Wdrożenie propozycji MEN, to wielki cios dla strony kościelnej i wielkie utrudnienie dla rodziców dzieci wierzących (dzieci będą musiały "krążyć" między szkołą a budynkami przy kościołach). Kluczowe jest jednak, czy MEN zapłaci za pracę katechetów w salach katechetycznych. Na to pytanie nie znamy dziś odpowiedzi.

MEN zaskoczył: Czy min. B. Nowacka będzie płaciła za religię w salach katechetycznych?

Nie wiemy też, czy byłaby jedna płatność za to rozwiązanie (pokrycie kosztów pracy nauczycieli w salach katechetycznych) czy dwie płatności:
Reklama
1) wynagrodzenie dla katechetów za pracę poza szkołą oraz
2) druga płatność dla strony kościelnej za udostępnienie sal (czynsz, woda, prąd, śmieci, organizacja odbioru dzieci przez rodziców).
Byłoby to niezwykłe rozwiązanie sporu o lekcje religii, który obserwujemy. Teoretycznie nic nie zmieniłoby się - dwie lekcje. W praktyce powrót religii do sal katechetycznych, to wielka rewolucja. Przecież dekady temu rewolucją było opuszczenie przez uczniów sal katechetycznych i przeniesieni się do sal szkolnych. Teraz mamy pierwszy krok w odwrotnym kierunku.
UWAGA! Komunikat PAP, który opisuje propozycję min. edukacji B. Nowackiej mówi o wprowadzeniu tego rozwiązania dopiero od 1 września 2025 r. (a nie od 1 września 2024 r.)

Założenia propozycji min. edukacji Barbary Nowackiej (według jej słów):

Rozporządzenie określi liczbę lekcji religii na jedną tygodniowo. Rozporządzenie dotyczy jednak szkół. Dodatkowa lekcja religii może odbyć się w salach katechetycznych - rozporządzenie tego nie może wyłączyć.

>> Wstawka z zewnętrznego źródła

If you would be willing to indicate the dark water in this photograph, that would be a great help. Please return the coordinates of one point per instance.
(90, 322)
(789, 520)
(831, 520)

Min. edukacji Barbary Nowackiej zapowiedziała:

1) "Od 1 września 2025 r. będzie tylko jedna lekcja religii w szkołach. Takie mam założenie i plan".

2) Jedną lekcję religii wprowadzi za pomocą rozporządzenia.

3) "Ja wiem, że się w PSL ten projekt, tak jak wiele innych, nie podoba i próbują go wyhamować".

4) "Jeżeli dziecko ma więcej religii niż biologii, chemii, geografii razem wziętych, to coś w procesie edukacyjnym idzie nie tak".

5) "nic nie stoi na przeszkodzie, by były realizowane dodatkowe godziny (religii – PAP) w ramach zajęć w salkach katechetycznych".

6) Szkoła jest od tego, żeby uczyć. "Dziecko musi mieć więcej przedmiotów, które dają wiedzę, niż zajęć formatywnych".

Tak więc sporo się dzieje (w wakacje) w edukacji. Dodajmy do tego ostatnie propozycje ZNP poprawiające sytuację nauczycieli w zakresie m.in:

1) podjęcia prac nad Inicjatywą Obywatelską ZNP „Godne płace i wysoki prestiż nauczyciela” (powiązanie wynagrodzeń nauczycieli z przeciętnym wynagrodzeniem w gospodarce)

Reklama

2) podwyższenia wynagrodzeń nauczycieli w 2025 r. co najmniej o 15 proc.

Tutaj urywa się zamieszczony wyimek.